Il y a un nombre illimité d’innovations en Israël qui touche directement le monde du bien-être, le monde médical et le monde de la technologie en même temps.

Le nombre de technologies de bien-être mental, y compris les jeux thérapeutiques, les appareils et les applications, provenant d’Israël est monté en flèche depuis le début de la pandémie.

Selon Amir Alroy, cofondateur de Welltech Ventures et coprésident de la GWS, Israël abrite désormais 2 000 sociétés spécialisées dans la santé, 1 000 sociétés de santé numérique et plus de 500 sociétés de technologies du bien-être, ce qui en fait le deuxième pays après la Silicon Valley en termes de chiffres absolus.

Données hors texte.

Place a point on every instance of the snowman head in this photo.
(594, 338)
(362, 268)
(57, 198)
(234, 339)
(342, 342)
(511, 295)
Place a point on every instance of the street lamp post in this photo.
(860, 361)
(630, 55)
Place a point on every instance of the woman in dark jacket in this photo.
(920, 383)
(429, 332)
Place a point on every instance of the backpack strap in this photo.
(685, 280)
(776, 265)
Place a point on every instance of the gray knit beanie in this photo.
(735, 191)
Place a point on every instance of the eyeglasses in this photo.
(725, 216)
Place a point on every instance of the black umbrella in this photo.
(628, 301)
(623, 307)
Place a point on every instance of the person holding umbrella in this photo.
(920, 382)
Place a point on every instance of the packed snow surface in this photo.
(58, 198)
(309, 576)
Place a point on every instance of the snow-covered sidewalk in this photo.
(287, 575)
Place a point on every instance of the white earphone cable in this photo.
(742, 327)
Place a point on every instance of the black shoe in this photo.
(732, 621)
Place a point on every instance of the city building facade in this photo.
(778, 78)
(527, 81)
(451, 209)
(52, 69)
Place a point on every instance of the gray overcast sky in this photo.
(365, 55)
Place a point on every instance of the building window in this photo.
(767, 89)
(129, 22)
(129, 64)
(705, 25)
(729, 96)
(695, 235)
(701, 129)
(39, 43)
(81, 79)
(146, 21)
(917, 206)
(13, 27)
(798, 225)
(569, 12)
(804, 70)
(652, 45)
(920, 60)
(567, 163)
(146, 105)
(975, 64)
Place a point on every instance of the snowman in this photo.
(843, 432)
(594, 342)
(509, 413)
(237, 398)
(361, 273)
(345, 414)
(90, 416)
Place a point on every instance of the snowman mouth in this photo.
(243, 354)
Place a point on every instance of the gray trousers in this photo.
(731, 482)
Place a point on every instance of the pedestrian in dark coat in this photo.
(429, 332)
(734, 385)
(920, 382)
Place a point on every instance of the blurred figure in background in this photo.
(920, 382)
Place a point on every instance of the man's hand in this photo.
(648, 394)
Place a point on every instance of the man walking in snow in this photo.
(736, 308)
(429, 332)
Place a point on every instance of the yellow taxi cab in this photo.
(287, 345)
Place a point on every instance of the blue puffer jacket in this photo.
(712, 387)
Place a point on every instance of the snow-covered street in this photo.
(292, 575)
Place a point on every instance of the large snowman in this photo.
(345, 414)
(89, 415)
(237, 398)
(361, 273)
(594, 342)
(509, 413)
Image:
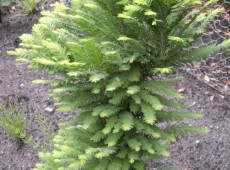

La pandémie a également eu un impact positif sur l’industrie locale du bien-être. Les entrepreneurs israéliens qui travaillaient dans les secteurs de la cybersécurité et de l’automobile ont été attirés par les solutions innovantes et les BA, a expliqué Alroy, de sorte que « les meilleures idées et les meilleurs créateurs, ceux qui ont le plus d’expérience, sont maintenant dans l’industrie [du bien-être]]. Il y a deux ans à peine, ce n’était pas le cas ».

Alroy a cité, entre autres, Amnon Bar-Lev, l’ancien président de la cybersécurité Check Point qui a fondé la startup de soins de santé IA Alike ; Samuel Keret, qui a quitté Waze pour fonder la startup de santé numérique Hedonia ; et l’entrepreneur en série de cybersécurité Ben Enosh, qui a fondé Antidote Health, une entreprise de télésanté pour les populations mal desservies aux États-Unis.

La cofondatrice de Bar-Lev, Varda Shalev, qui est également professeur d’épidémiologie et de médecine préventive à l’école de santé publique de l’université de Tel Aviv et ancienne directrice de l’institut de recherche et d’innovation Morris Kahn et Maccabi, sera l’une des principales oratrices du sommet.

Levi Shapiro, fondateur de mHealth, la plus grande communauté israélienne d’innovateurs dans le domaine des technologies de la santé et du bien-être, sera également l’un des principaux intervenants, tout comme Racheli Vizman, PDG et cofondateur de SavorEat, une startup israélienne qui utilise des robots cuisiniers et la technologie d’impression 3D pour préparer des aliments sans viande en appuyant sur un bouton.

Parmi les intervenants étrangers, on compte Aradhana Khowala, PDG et fondatrice d’Aptamind Partners, une société de conseil spécialisée dans le tourisme régénérateur, Rick Stollmeyer, fondateur de Mindbody, et Michelle Williams, doyenne de l’école de santé publique T.H. Chan de Harvard.

Pour Ömer Isvan, coprésident de la GWS et président de la société de conseil en hôtellerie Servotel Corporation, basée en Turquie, le paysage de la R&D en Israël constitue un autre attrait en tant que pays hôte. La R&D proactive telle qu’elle est pratiquée en Israël est généralement un privilège réservé aux grandes nations multidisciplinaires et multisectorielles, a-t-il expliqué.

« Si nous pouvions mesurer la R&D et l’innovation en kilos, mesurer combien de grammes d’innovation par habitant, Israël pèserait probablement le plus dans le monde », a-t-il plaisanté.

Selon Susie Ellis, PDG de GWS, Tel Aviv n’a pas son pareil pour favoriser le sommet de cette année et son agenda. Le chevauchement de secteurs disparates en Israël, sa culture de la collaboration et ses partenariats public-privé uniques en leur genre en font un terrain fertile pour l’innovation dans une industrie du bien-être en pleine expansion.